It Is Wood, It Is Stone is Gabriella Burnham’s debut novel where the female American protagonist, Linda spends a year in Sao Paolo, Brazil. She lives with her husband, Dennis who is a visiting offer of history at the University of Sao Paolo. Apart from the gorgeous cover, the novel, written from Linda’s perspective, is an interesting study of soul-searching, overthinking, anxiety, and love.
Linda is restless in her life and was on the verge of leaving Dennis when he announces their travel plans to Sao Paolo. The story also focuses on Marta, who is a maid at the apartment where Linda and Dennis live, and who has more ownership of the home, than Linda herself. There is an interesting dynamic of power and privilege between Linda and Marta. She is not sure whether she should be able to order Marta around or be cooperative. Linda struggles with control and that is evident in her interactions with Marta, who is an excellent maid and who has her own history. Marta sees Linda as someone to take care of and protect. Linda wants to be comfortable with Marta but her own uncertainties put a barrier.
The third woman who influences Linda is Celia, a theatre manager, who attracts Linda and makes her feel alive. Celia’s lifestyle and friends provide Linda another glimpse of Sao Paulo. Celia helps Linda but there are other repercussions.
Apart from the privilege that is an important part of Linda and Marta’s relationship, privilege and respect also play a role in Dennis and the University Provost’s relationship. Eduardo and his wife, Melinda take in Dennis and Linda but Linda’s relationship with Melinda is fraught with Linda’s own anxieties.
At times, Linda’s narrative seems like a stream of consciousness. Her listlessness and being alone forces her to take up painting and get a friend in Celia. It was heartening to see an American woman be out of place, feel anxious, feel lonely, and wonder about life, rather than being a perfect social butterfly. Somehow, Linda’s fate reminded me of the thousands of women who come to the US as wives of immigrants and how hard it is for them to form a community, occupy themselves if they don’t have a job or children, and also expecting their husbands to fulfill the roles of partner, best friend, and loved family member. Linda, as an immigrant to Brazil, faces similar struggles.

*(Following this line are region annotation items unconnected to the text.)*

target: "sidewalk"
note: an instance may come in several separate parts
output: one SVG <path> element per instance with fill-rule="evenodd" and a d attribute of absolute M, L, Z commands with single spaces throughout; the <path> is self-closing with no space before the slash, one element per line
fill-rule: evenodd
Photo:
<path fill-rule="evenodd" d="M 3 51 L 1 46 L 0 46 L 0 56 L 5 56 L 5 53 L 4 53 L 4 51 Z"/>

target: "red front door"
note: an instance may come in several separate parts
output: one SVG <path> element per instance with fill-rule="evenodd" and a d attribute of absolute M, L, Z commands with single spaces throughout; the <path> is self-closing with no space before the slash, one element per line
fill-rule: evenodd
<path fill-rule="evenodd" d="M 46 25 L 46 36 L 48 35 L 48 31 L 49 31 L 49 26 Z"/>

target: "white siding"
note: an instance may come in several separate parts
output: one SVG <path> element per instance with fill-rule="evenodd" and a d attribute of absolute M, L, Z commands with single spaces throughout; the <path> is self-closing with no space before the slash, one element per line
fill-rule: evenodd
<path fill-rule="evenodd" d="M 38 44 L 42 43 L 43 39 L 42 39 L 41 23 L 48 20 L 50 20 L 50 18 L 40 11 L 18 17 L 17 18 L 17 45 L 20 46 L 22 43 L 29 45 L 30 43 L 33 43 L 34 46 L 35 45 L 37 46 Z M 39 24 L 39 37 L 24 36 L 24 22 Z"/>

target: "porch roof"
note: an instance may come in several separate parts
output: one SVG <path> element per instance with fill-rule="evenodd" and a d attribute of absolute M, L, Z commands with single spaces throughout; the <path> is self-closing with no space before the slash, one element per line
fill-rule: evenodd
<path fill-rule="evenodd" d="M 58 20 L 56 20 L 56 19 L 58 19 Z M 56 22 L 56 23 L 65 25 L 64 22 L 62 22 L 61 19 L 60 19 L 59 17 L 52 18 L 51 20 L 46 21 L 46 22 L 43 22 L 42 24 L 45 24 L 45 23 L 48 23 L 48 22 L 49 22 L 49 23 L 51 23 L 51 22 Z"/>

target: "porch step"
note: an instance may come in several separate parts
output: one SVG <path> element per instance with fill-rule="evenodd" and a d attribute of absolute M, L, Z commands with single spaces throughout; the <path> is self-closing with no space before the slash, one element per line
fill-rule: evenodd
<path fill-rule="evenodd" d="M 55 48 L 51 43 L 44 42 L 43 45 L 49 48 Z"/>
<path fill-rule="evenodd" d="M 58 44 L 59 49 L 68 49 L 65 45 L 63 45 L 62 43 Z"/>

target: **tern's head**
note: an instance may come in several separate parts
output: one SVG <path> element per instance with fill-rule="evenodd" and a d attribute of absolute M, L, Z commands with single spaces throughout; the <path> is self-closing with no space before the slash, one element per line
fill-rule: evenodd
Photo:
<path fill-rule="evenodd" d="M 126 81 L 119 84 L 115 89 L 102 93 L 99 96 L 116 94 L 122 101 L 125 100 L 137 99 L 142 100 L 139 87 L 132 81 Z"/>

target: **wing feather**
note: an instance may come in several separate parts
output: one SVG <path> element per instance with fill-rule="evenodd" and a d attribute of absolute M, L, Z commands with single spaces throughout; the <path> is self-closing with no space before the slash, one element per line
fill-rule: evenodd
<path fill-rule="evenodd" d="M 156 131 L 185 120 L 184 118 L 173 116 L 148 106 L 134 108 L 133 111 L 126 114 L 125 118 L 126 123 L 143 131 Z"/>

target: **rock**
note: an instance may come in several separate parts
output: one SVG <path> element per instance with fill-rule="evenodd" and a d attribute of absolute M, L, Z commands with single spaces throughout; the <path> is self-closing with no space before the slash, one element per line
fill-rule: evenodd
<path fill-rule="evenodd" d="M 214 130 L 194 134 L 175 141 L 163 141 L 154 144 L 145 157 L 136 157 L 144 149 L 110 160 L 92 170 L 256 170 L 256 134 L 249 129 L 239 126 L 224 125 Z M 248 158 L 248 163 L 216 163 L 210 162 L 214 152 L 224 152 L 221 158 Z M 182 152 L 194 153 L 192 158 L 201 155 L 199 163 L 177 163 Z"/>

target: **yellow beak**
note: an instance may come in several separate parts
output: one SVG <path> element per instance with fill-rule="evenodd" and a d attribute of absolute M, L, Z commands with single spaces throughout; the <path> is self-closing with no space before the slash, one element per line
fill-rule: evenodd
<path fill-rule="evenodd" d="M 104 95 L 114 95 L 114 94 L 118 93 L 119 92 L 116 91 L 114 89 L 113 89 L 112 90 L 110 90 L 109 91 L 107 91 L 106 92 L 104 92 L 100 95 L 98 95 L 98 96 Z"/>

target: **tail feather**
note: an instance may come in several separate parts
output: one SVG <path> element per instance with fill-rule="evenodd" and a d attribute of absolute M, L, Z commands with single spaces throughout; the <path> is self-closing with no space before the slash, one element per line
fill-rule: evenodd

The novel is an incisive portrait of privilege, a breathtaking tour of Sao Paulo and the surrounding areas, an insider’s view of functioning anxiety, and how sharing stories can be a way to form bonds. The novel also summed up the growth of Linda which is something that I want to remember, too, “I want my story to be remembered by how I evolved not only for myself, but for the important people in my life.”